Canada Goose (NYSE:GOOS) earnings for the winter clothing company’s fiscal first quarter of 2021 have GOOS stock falling on Tuesday. That’s despite its adjusted losses per share of 35 cents CAD beating Wall Street’s estimate for a 40-cent CAD loss. Its revenue of 26.1 million CAD also comes in above analysts’ estimate of 21.9 million CAD.
Here’s what else is worth noting from the most recent Canada Goose earnings report.
- Adjusted per-share losses are 66.7% wider compared to 21 cents CAD during the same time last year.
- Revenue for the quarter comes in 63.3% lower than the 71.1 million CAD reported in fiscal Q1 2020.
- Operating loss of 59.3 million CAD is 115.6% worse year-over-year from a loss of 27.5 million CAD.
- The Canada Goose earnings report also includes a net loss of 50.1 million CAD.
- That’s a 70.4% larger net loss than the 29.4 million CAD reported in the same period of the year prior.
Dani Reiss, president and CEO of Canada Goose, said this in the earnings report.

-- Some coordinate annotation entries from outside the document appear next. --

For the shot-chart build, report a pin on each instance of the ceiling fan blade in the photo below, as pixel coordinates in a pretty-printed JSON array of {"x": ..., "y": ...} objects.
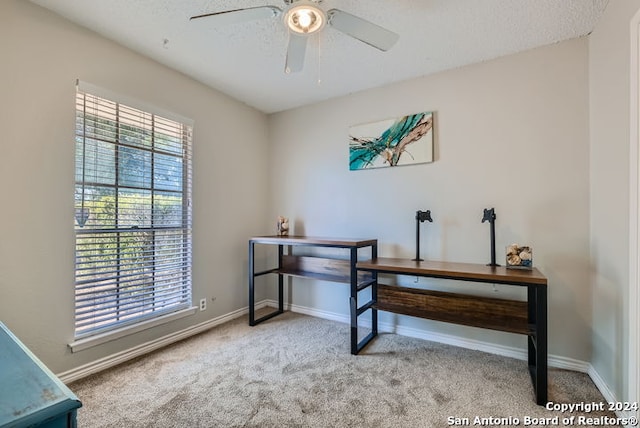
[
  {"x": 237, "y": 16},
  {"x": 295, "y": 53},
  {"x": 361, "y": 29}
]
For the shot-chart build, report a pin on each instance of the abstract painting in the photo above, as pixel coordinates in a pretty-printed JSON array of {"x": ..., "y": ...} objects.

“Adversity demands change, drives innovation and reveals winners. For Canada Goose, that has never been more true than today, as we begin to see signs of recovery around the world, heading into our most important season. Where we face uncertainty, we have practiced discipline and flexibility, and where we see opportunity, we have accelerated our strategic plans.”
Canada Goose isn’t providing guidance for fiscal 2021 due to the novel coronavirus. However, it expects revenue during its fiscal second quarter of 2021 to continue to decline.
GOOS stock was down 3.4% as of Tuesday afternoon.
As of this writing, William White did not hold a position in any of the aforementioned securities.